OK, to put it another way, looking at the system design as a whole. Now I tried this a long time ago and bought a great big book called "The linux programming interface" but was told that i was wasting my time with that. What I did gather from it is that there are several mechanisms for different programs to communicate (ports/sockets and more). So at what level of complexity do I divide my system up into multiple programs so that each can be written in whatever language best suits that or will the complexity of getting things to talk to each other outweigh the total development unless it is a seriously complicated system?
There is no generic answer, merely a range of possibilities based on the task and your experience.
Having multiple people, or companies, or geographic distribution sometimes indicates sensible boundaries. Those boundaries may, or may not, be boundaries between different languages.
Timing, especially allowable latency between event and response, can indicate boundaries.
Sometimes there is a natural conceptual boundary. For example, given an language neutral comms mechanism, an event could be generated in one language and consumed in another. (Major benefit: also allows easy unit testing upwards and downwards).
Sometimes design concepts are better expressed in one language than another, e.g. complex interacting constraints or statistical processing, or deductive inferencing.
Sometimes it would take longer to reimplement a subset of the application functionality in one language than another.

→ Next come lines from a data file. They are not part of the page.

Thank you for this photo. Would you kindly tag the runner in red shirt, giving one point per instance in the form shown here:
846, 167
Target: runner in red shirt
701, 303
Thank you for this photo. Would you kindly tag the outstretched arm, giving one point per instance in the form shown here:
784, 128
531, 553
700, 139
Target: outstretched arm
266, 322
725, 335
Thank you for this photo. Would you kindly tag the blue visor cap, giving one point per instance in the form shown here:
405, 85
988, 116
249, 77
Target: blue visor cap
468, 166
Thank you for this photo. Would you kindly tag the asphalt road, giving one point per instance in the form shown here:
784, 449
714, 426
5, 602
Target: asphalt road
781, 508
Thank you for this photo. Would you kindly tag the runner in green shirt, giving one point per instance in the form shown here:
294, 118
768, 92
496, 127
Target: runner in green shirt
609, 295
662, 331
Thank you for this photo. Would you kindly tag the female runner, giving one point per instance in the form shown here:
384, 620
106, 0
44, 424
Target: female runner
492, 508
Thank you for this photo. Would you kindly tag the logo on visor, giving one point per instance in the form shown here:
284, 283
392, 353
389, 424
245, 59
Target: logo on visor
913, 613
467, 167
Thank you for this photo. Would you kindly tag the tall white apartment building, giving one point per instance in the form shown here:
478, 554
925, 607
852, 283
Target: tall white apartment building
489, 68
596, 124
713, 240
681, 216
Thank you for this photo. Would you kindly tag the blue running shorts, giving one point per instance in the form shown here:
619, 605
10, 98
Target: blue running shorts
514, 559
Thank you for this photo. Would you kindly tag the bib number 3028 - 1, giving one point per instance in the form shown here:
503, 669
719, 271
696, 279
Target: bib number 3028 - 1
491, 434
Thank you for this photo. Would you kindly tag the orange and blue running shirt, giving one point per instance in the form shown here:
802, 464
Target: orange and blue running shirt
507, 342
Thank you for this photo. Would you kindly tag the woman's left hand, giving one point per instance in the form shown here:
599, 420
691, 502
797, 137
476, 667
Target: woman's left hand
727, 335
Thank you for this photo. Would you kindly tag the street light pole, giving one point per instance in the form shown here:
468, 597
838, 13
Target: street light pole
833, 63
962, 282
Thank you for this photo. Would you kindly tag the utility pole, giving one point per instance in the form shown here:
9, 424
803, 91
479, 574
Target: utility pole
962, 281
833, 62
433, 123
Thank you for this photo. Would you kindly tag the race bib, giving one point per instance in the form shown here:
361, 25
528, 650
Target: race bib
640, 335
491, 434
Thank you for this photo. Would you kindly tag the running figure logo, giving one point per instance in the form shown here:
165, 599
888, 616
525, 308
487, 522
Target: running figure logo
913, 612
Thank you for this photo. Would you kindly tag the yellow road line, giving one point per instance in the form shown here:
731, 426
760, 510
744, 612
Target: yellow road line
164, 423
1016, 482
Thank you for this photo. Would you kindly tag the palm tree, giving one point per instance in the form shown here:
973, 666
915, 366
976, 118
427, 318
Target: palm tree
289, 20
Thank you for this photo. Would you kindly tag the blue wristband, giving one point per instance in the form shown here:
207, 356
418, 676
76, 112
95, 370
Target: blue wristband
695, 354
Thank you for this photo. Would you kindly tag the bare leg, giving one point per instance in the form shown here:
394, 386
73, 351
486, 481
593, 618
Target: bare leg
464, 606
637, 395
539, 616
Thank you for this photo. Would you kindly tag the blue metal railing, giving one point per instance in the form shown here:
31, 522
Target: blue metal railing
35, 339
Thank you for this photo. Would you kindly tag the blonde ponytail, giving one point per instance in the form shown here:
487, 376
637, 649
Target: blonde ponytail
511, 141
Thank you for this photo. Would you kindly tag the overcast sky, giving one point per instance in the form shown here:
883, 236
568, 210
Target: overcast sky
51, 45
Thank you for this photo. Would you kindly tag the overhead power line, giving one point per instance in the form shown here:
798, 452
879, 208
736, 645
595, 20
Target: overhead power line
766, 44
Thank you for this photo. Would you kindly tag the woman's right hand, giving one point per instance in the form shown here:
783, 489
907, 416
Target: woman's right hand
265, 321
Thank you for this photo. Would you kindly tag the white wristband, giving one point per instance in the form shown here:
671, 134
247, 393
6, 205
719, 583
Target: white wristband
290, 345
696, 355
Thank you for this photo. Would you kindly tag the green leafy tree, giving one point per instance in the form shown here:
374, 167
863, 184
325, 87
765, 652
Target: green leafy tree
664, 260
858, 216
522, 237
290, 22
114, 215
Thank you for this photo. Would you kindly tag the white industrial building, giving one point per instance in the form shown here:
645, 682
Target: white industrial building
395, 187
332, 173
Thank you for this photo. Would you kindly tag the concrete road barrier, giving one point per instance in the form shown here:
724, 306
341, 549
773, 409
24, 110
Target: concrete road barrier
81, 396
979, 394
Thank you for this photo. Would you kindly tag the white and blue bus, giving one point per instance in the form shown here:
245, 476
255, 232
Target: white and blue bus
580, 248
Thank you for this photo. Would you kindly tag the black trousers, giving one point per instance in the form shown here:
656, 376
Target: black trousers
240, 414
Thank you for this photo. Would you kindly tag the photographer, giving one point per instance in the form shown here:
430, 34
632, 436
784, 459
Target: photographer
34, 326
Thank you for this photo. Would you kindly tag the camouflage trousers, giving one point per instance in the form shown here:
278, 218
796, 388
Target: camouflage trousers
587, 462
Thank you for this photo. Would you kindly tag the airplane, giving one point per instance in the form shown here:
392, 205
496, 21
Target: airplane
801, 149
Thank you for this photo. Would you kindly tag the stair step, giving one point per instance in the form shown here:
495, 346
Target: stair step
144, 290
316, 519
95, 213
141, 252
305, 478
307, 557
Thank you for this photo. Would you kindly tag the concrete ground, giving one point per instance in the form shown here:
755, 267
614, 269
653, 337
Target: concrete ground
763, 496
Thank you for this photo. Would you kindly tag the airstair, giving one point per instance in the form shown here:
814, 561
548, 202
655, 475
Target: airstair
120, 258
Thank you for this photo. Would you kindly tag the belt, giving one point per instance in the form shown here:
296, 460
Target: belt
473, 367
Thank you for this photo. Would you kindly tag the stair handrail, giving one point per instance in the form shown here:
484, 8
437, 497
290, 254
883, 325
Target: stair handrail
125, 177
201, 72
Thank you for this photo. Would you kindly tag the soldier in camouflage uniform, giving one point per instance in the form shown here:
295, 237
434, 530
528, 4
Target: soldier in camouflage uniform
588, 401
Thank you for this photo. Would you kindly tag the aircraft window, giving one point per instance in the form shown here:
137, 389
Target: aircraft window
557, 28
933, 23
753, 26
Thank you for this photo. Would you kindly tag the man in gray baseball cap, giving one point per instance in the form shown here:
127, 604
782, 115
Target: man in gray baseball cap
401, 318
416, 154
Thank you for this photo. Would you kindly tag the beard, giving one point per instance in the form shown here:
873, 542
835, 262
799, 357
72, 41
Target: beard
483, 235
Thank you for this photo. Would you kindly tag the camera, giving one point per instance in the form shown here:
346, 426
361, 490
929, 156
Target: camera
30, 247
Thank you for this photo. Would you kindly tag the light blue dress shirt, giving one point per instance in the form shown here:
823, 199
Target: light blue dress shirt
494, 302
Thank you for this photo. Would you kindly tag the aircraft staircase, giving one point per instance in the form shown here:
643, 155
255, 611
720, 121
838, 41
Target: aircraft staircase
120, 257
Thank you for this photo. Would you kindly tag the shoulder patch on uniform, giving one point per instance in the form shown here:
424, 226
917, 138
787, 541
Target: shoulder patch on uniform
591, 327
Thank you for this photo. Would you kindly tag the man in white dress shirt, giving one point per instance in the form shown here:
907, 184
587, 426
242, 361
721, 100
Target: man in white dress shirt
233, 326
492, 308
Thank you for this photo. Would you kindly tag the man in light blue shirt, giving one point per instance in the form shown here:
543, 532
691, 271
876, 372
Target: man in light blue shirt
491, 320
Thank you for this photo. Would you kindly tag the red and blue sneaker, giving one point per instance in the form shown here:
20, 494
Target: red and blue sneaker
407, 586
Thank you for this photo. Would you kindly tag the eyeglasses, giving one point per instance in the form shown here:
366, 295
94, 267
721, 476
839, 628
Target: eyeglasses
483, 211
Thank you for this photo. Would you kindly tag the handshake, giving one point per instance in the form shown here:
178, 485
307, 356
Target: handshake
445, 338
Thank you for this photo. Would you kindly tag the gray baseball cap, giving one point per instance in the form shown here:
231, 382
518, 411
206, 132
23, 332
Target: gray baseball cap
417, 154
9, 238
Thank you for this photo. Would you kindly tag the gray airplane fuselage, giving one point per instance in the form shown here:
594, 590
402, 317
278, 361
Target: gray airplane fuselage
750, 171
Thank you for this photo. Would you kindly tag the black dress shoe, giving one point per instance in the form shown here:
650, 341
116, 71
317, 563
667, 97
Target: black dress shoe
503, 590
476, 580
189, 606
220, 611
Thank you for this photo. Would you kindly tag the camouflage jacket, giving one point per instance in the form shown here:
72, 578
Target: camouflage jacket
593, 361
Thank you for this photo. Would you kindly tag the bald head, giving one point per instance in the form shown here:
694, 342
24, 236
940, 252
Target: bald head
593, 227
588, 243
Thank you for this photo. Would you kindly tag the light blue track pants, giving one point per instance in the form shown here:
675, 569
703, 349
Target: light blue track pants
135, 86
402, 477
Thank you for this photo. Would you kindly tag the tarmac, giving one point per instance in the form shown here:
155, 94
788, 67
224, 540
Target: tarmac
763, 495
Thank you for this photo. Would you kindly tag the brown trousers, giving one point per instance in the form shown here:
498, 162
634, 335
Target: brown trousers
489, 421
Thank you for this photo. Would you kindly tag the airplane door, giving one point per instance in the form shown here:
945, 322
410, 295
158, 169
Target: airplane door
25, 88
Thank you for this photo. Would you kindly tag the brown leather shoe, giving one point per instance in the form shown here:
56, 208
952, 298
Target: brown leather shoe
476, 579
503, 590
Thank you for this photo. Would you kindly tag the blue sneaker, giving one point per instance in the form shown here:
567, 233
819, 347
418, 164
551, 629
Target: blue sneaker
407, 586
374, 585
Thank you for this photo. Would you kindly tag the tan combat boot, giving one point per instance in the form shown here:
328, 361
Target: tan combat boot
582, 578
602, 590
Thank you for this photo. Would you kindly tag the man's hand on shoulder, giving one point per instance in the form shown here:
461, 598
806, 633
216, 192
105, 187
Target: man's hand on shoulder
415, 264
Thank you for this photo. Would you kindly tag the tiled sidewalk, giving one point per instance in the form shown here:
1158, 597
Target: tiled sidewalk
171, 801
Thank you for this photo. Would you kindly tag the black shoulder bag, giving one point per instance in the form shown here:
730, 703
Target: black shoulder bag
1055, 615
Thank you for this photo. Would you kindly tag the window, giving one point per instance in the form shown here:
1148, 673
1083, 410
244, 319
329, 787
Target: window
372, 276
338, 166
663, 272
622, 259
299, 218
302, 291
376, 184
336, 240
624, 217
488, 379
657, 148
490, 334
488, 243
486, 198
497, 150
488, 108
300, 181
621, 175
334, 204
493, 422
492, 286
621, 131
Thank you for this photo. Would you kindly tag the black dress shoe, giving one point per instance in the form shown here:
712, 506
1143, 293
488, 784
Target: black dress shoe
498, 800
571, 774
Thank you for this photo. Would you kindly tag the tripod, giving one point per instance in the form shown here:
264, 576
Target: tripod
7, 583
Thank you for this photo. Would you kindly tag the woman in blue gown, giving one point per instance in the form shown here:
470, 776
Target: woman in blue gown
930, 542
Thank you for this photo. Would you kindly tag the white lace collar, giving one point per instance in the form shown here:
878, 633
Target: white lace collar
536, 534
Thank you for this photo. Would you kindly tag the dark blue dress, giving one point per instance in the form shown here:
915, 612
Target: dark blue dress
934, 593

The application specification is never written in a computer language. Informal English plus domain-specific terminology and concepts is often used. A good design enables those terms and concepts to be directly visible at the top level of the implementation. That tends to push that level to be expressed in a high level language. Where some of the implementation cannot be done in that language, drop to a lower level language for small specific parts of functionality.
So, start by stating non-technical project boundaries, application domain conceptual boundaries, implementation conceptual boundaries, timing boundaries, testability boundaries. Then decide.